Lessons from a grocery store
I just read a fascinating study from the marketing literature that has some very thought-provoking implications for safety. The study looked at how people feel when they get unearned preferential treatment. Customers in a grocery store were told they were selected at random to receive a free gift. The study looked at how they reacted in a variety of contexts. Since it was a marketing study, they were measuring brand perceptions and purchasing behavior. But we can apply the same ideas in safety and the use of spontaneous safety recognition. Let me explain.
The primary finding of the study was that the way people react to a reward depends on who else is in the room.
When a customer received an award when no one was watching, he was pretty good at rationalizing that it was deserved, even when it was awarded completely at random. As a result of this good feeling, the customer had a more positive attitude and interacted more with the business. You have probably experienced this yourself, telling yourself a good story to justify some special treatment that you received from a waiter or a doctor or the cable guy.

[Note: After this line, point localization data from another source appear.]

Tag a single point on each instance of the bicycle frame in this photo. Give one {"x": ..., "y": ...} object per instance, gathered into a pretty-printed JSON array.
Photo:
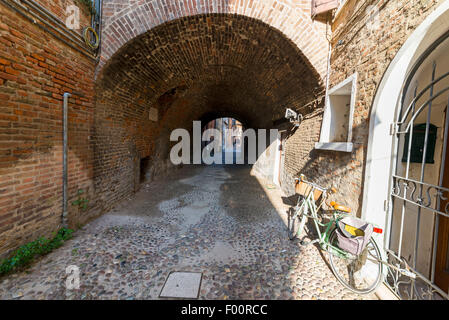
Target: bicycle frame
[{"x": 323, "y": 237}]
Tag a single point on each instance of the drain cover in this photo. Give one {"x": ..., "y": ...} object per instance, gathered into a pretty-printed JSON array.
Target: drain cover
[{"x": 182, "y": 285}]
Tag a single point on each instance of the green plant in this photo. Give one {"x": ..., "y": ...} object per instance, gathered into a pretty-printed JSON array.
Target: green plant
[
  {"x": 81, "y": 202},
  {"x": 26, "y": 253}
]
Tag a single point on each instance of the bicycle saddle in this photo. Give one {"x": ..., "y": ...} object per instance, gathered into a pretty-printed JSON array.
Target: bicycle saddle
[{"x": 339, "y": 207}]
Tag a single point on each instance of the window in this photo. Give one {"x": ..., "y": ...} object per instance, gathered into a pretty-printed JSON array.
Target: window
[
  {"x": 336, "y": 129},
  {"x": 323, "y": 6}
]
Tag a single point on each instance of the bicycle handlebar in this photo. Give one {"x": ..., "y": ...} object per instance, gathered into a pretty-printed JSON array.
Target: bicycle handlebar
[{"x": 327, "y": 190}]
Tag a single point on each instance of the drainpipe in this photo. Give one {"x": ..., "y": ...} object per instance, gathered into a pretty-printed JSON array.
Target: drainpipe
[{"x": 64, "y": 160}]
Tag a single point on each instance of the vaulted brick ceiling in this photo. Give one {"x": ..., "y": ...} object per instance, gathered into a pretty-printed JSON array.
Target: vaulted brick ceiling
[{"x": 223, "y": 64}]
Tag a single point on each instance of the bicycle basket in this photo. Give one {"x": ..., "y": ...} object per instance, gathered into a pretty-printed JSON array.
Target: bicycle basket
[
  {"x": 353, "y": 234},
  {"x": 303, "y": 188}
]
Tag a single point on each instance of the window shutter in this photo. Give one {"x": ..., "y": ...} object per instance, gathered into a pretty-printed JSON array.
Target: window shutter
[{"x": 323, "y": 6}]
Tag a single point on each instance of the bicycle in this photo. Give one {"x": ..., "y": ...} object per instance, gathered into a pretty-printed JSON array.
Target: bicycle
[{"x": 361, "y": 273}]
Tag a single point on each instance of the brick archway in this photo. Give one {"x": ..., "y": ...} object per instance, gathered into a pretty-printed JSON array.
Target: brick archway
[
  {"x": 185, "y": 69},
  {"x": 125, "y": 20}
]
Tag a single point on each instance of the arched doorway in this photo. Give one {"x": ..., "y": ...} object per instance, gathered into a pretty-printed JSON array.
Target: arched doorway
[{"x": 407, "y": 175}]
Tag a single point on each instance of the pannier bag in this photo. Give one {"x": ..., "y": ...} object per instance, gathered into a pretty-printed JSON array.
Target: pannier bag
[{"x": 353, "y": 234}]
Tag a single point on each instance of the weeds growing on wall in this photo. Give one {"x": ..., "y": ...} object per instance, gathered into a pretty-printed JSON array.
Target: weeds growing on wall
[{"x": 23, "y": 256}]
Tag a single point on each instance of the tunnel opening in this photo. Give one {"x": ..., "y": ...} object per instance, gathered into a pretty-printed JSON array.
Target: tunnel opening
[
  {"x": 223, "y": 140},
  {"x": 196, "y": 68}
]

After all, there is no one in the room to contradict it.
In the case of safety, this could be really effective at activating a worker’s personal safety narrative. If the safety pro gives a worker a spontaneous and unexpected reward, he feels good about the experience, has a more positive feeling toward the safety officer, and is more likely to choose the safe behavior in the future.
The self-conscious winner
But what is really interesting is what happens when there are other people in the room. When the other customers looked at the awardee favorably, none of the above process was interrupted. He still felt good about the experience and bought more. But when the other customers looked neutral, the whole narrative shifted. He felt self-conscious, had a negative experience, and bought less. I would imagine if any jealousy was visible in their body language, the effect would be even stronger.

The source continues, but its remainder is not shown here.